Bir zamandır kalemi elime almıyorum. İtiraf ediyorum; sürprizlerle dolu dedikleri hayattan nasibime düşenleri kendime bahane ettim…
Yine aynı şekilde bu tanıtım yazısına başlayıncaya kadar, içimdeki şeytana uyup birçok bahane uydurdum ancak okuduğum kitabın sonucunda böyle bir yazıyı daha fazla ötelersem, aramızda hiçbir bağ olmamasına rağmen kitabı yazan Sayın Mitat Enç’e ihanet edermişim gibi hissettim. Utanarak da olsa kendisinin yaşadıklarıyla mukayese dahi edilmeyecek şeylerin bana daha fazla “engel” olmasına izin vermeyeceğim ve yaşasaydı eğer Mitat Bey’in de bundan mutluluk duyacağına eminim.
Merhum Mitat Enç, 1901 yılında Gaziantep’te varlıklı bir ailenin çocuğu olarak başladığı hayata, 20’li yaşlarda gözlerini kaybetmesine rağmen eğitim hayatına ülkemizin çeşitli şehirlerinde devam etmiş ve “Yola çıkanın yoldaşı Hızır olur” misali, yolu Avrupa ve Amerika’dan geçmiş değerli bir akademisyen ve eğitimci…
Bahse konu olan Bitmeyen Gece kitabını ise 1983 yılında otobiyografi tarzında kaleme almış ve her yönüyle ibretamiz hayatını kitaplaştırmış. Son derece akıcı ve okuyucuyu yormayan bir üslupta ve edebi yönüyle de oldukça tatminkâr bir kitap olmuş.
Kitapta başından sonuna kadar; vakar, sabır, metanet ve en önemlisi de karşısına çıkan engellerle mücadelede hiç geri adım atmayan bir kişiyi göreceksiniz. Bu, o kadar yoğun ki hem okurken hem okuduktan sonra okuyucuya enerji transfer ediyor ve adeta; “ayağa kalk ve en iyi yapabileceğin şeyin peşine takıl!” mesajı veriyor.
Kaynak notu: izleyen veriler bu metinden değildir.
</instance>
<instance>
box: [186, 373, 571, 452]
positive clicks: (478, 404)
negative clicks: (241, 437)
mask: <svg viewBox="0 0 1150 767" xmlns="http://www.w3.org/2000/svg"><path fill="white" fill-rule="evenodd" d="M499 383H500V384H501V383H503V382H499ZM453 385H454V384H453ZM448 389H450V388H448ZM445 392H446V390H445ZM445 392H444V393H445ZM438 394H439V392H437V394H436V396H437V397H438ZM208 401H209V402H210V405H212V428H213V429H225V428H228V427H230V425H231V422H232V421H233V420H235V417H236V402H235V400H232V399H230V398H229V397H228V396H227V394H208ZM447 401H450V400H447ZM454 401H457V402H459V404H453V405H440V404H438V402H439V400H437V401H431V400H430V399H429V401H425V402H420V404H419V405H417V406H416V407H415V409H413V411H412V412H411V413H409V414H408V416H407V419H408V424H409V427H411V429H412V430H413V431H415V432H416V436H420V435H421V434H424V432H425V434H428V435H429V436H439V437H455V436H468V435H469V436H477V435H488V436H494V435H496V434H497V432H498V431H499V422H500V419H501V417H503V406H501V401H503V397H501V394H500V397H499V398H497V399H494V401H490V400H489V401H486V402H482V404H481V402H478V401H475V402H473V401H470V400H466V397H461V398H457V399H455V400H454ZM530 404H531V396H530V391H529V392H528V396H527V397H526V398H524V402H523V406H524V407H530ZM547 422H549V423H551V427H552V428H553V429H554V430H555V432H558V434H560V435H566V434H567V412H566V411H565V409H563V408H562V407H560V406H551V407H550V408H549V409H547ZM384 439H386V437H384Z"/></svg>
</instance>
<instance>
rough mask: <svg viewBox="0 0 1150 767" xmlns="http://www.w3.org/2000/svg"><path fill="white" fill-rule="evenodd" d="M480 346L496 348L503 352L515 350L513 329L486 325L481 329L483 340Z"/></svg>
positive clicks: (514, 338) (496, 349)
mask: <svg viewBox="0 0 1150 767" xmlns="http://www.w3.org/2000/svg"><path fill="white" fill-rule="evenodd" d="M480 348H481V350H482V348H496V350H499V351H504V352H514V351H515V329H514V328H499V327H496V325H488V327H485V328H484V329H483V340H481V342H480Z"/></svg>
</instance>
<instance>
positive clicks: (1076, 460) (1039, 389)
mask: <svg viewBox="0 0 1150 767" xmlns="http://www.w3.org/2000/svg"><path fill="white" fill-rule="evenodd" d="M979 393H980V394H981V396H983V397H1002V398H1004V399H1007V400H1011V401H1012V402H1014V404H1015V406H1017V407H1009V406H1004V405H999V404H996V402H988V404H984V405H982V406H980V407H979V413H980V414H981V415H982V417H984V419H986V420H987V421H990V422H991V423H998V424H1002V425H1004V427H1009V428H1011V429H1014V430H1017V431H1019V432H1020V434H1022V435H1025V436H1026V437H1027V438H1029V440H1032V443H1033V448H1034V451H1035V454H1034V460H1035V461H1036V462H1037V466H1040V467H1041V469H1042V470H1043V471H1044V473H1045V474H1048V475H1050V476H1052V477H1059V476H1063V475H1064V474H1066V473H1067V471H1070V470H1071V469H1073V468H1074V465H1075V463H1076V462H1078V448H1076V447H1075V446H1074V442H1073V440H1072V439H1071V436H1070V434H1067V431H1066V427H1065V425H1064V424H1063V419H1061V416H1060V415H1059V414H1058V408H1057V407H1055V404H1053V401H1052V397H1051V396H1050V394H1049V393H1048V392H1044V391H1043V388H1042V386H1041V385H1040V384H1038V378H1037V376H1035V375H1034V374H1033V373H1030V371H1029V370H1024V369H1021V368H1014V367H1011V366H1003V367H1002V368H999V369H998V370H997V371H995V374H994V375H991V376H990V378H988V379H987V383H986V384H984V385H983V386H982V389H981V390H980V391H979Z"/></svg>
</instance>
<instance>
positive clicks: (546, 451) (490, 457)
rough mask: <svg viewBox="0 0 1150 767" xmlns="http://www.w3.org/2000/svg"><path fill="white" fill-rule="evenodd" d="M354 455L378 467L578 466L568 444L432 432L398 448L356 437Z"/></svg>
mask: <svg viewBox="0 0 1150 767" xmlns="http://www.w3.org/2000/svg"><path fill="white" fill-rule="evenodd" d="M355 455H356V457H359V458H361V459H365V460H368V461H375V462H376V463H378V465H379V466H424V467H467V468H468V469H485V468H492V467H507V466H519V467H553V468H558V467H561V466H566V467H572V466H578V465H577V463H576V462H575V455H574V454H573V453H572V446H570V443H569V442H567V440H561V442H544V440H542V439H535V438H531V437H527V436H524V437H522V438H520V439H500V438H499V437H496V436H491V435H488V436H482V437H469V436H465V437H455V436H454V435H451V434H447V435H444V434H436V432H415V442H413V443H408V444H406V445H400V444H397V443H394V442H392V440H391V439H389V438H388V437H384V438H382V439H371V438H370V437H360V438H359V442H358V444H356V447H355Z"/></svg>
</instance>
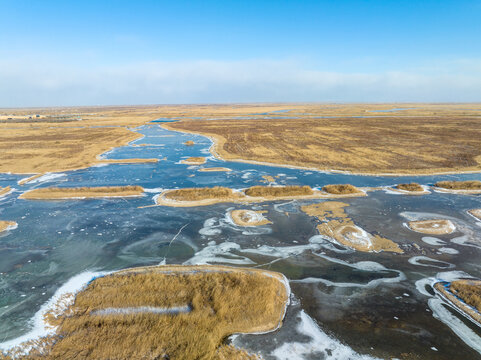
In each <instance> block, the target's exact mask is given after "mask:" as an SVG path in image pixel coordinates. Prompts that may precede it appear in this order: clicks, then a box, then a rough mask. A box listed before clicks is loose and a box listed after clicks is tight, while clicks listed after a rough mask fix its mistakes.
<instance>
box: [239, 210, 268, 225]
mask: <svg viewBox="0 0 481 360" xmlns="http://www.w3.org/2000/svg"><path fill="white" fill-rule="evenodd" d="M265 212H266V211H254V210H244V209H243V210H232V211H231V212H230V213H229V216H230V218H231V219H232V221H233V222H234V223H235V224H236V225H239V226H260V225H266V224H270V223H271V222H270V221H269V220H267V219H266V218H265V217H264V215H263V214H264V213H265Z"/></svg>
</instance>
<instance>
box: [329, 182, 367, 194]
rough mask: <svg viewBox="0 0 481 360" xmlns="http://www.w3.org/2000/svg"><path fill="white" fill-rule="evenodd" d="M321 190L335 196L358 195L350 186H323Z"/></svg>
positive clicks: (351, 186) (341, 184)
mask: <svg viewBox="0 0 481 360" xmlns="http://www.w3.org/2000/svg"><path fill="white" fill-rule="evenodd" d="M322 190H323V191H325V192H327V193H329V194H335V195H347V194H356V193H360V192H361V190H359V189H358V188H357V187H355V186H354V185H351V184H332V185H325V186H323V187H322Z"/></svg>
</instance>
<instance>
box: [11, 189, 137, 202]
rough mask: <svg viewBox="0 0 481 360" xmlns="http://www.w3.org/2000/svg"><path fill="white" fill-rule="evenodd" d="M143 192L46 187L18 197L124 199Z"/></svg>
mask: <svg viewBox="0 0 481 360" xmlns="http://www.w3.org/2000/svg"><path fill="white" fill-rule="evenodd" d="M143 192H144V189H143V187H141V186H99V187H75V188H59V187H48V188H40V189H34V190H30V191H27V192H24V193H23V194H22V195H20V198H21V199H30V200H41V199H46V200H47V199H68V198H97V197H125V196H140V195H142V194H143Z"/></svg>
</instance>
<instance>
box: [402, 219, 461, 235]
mask: <svg viewBox="0 0 481 360" xmlns="http://www.w3.org/2000/svg"><path fill="white" fill-rule="evenodd" d="M408 226H409V228H410V229H411V230H413V231H416V232H419V233H422V234H430V235H446V234H451V233H453V232H454V231H456V226H454V224H453V223H452V222H451V220H446V219H434V220H420V221H410V222H409V223H408Z"/></svg>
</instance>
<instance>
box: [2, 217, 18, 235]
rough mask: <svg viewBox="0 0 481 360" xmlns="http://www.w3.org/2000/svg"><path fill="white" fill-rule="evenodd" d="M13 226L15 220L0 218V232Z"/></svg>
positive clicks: (14, 223) (16, 224) (4, 230)
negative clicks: (10, 219) (1, 218)
mask: <svg viewBox="0 0 481 360" xmlns="http://www.w3.org/2000/svg"><path fill="white" fill-rule="evenodd" d="M15 226H17V223H16V222H15V221H5V220H0V233H1V232H2V231H5V230H8V229H10V228H12V227H15Z"/></svg>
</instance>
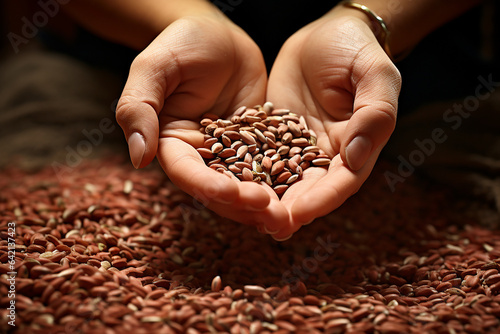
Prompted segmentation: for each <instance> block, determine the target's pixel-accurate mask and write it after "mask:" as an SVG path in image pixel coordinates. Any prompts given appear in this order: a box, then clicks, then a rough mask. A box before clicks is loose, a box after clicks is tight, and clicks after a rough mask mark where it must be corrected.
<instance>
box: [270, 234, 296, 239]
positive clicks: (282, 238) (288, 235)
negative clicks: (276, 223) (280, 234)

Bir başka mesajı ise; yarınlar için bir şeyler yapma çabasında iken, asıl engellerin zihinlerde olduğunu ve bunun, tıpkı yabancı ülkelerde olduğu gibi ancak “insan” odaklı bir eğitimle aşılabileceğine dairdir. Yazar bu düşüncelerini, kitabın sonlarına doğru şu cümlelerle somutlaştırmıştır:
“…..bir çoğumuzun insan sevmeye, onunla yürekten ilgilenmeye ve kendinden bir şeyler vererek başkalarının mutluluk ve güvenini sağlamayı öğrenmeye çok ihtiyacımız var. Düşkün ve yoksula, sakat ve yalnıza sadece birkaç damla gözyaşı bağışlamak armağanların en ucuz ve değersizidir.”
Bende zihinlerimizde oluşturduğumuz tüm yapay engellerimize rağmen inadına ve ısrarla tıpkı kitabın arka kapağında belirtildiği gibi “Evrenin tüm karanlığı tek mum ışığını bile köreltemez” diyerek Mitat Bey’in evreni aydınlatmak için yaktığı muma, belki bir kibrit çöpüyle katkı sağlarım düşüncesiyle bu güzel kitabı okumanızı tavsiye ediyorum.